3. Be a role model. Beware of musicians and pundits who think of themselves as resource scarce. It’s not very entertaining or rewarding to hear music or read commentary that comes from a place of self-perceived poverty, weakness, or desperation. And unless the performer is particularly talented, it’s often obvious exactly where their work is coming from. Likewise, we really enjoy sharing in the work of musicians and pundits who perform from a place of abundance—no matter how famous or obscure, how rich or poor, how sophisticated or crude. If you’re fronting a band or being a pundit, you’re on your own. You have to be your own justification for yourself. And you have to accept the idea that none of this is going to work unless you want people to be like you—in all probability, a lot more like you. It’s OK. Relax into it. People want to be led. They want transformative experiences. The thing that makes us human, after all, is that we can transform each other and be transformed. It’s all going to happen, anyway, with or without you, so why not try to make it happen? Rock stars do this all the time. Pundits, not so much. It’s not the difference of form that’s responsible for that yawning gulf. It’s the attitude that greases the wheels of the pundit-industrial complex—the focus on the who-said-what BS and the gaffes that no one truly cares about but are blown all out of proportion.

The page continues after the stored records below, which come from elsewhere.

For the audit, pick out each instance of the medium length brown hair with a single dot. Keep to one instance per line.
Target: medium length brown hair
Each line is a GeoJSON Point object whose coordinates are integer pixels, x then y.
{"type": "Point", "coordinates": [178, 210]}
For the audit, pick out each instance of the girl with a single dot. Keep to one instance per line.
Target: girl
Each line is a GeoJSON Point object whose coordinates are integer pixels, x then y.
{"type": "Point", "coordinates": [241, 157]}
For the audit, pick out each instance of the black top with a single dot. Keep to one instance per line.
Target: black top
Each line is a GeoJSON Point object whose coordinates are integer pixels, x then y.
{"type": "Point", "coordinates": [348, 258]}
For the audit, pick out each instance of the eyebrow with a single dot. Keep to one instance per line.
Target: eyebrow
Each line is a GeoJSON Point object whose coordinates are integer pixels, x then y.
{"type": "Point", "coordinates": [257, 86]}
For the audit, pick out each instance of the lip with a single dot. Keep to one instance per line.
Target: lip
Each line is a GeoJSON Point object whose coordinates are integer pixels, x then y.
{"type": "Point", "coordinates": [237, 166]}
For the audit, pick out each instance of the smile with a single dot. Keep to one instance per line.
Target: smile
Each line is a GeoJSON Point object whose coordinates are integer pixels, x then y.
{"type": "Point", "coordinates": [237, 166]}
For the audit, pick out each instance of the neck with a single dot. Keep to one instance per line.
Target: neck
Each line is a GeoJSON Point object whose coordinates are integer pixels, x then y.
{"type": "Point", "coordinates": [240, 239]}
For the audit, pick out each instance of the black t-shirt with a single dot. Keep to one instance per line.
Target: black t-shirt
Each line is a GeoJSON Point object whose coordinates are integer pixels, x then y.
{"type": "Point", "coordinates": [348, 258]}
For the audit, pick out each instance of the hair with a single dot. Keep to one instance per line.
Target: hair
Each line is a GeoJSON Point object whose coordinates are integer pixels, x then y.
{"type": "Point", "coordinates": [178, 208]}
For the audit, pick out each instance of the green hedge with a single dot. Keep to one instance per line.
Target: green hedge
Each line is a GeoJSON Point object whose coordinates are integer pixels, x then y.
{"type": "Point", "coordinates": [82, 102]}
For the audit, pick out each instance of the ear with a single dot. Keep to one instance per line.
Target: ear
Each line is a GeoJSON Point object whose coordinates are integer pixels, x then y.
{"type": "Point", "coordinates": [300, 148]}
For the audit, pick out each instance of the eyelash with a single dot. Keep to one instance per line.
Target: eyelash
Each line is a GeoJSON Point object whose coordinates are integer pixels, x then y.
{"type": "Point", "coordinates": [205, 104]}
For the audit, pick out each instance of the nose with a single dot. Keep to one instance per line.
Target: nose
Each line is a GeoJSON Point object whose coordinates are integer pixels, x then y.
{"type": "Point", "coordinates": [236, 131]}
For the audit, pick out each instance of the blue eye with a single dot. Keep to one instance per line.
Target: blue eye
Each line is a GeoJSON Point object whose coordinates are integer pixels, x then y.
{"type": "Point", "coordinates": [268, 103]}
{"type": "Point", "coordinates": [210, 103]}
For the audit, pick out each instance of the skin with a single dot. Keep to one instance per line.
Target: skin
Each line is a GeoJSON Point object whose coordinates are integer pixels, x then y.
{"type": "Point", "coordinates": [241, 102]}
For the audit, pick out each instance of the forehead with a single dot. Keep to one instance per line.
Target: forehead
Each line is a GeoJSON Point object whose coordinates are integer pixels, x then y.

4. Clichés are signposts on the road to success. Pundits can become machines, generating word salads everyone will recognize without actually absorbing any concepts. Many readers and media outfits have convinced themselves that it’s OK to expect nothing more. But instead of agreeing that embodying a cliché is the culmination of a career, pundits can use their clichés like good musicians do—as rules to either break or let stand. In music, there's no way to avoid an endless string of references, no matter how loosely or rigorously you adhere to formulas. Pundits who feel trapped and defined by the formats of op-eds, tweets, and TV appearances need to learn how to tweak expectations without self-combusting or retreating into inaccessible weirdness. If they worry about becoming predictable, they should just drop their fear that a sudden transformation, a venture into the world beyond their predictable positions, will ruin them. It’s more likely to be their salvation—and, as readers and listeners, ours.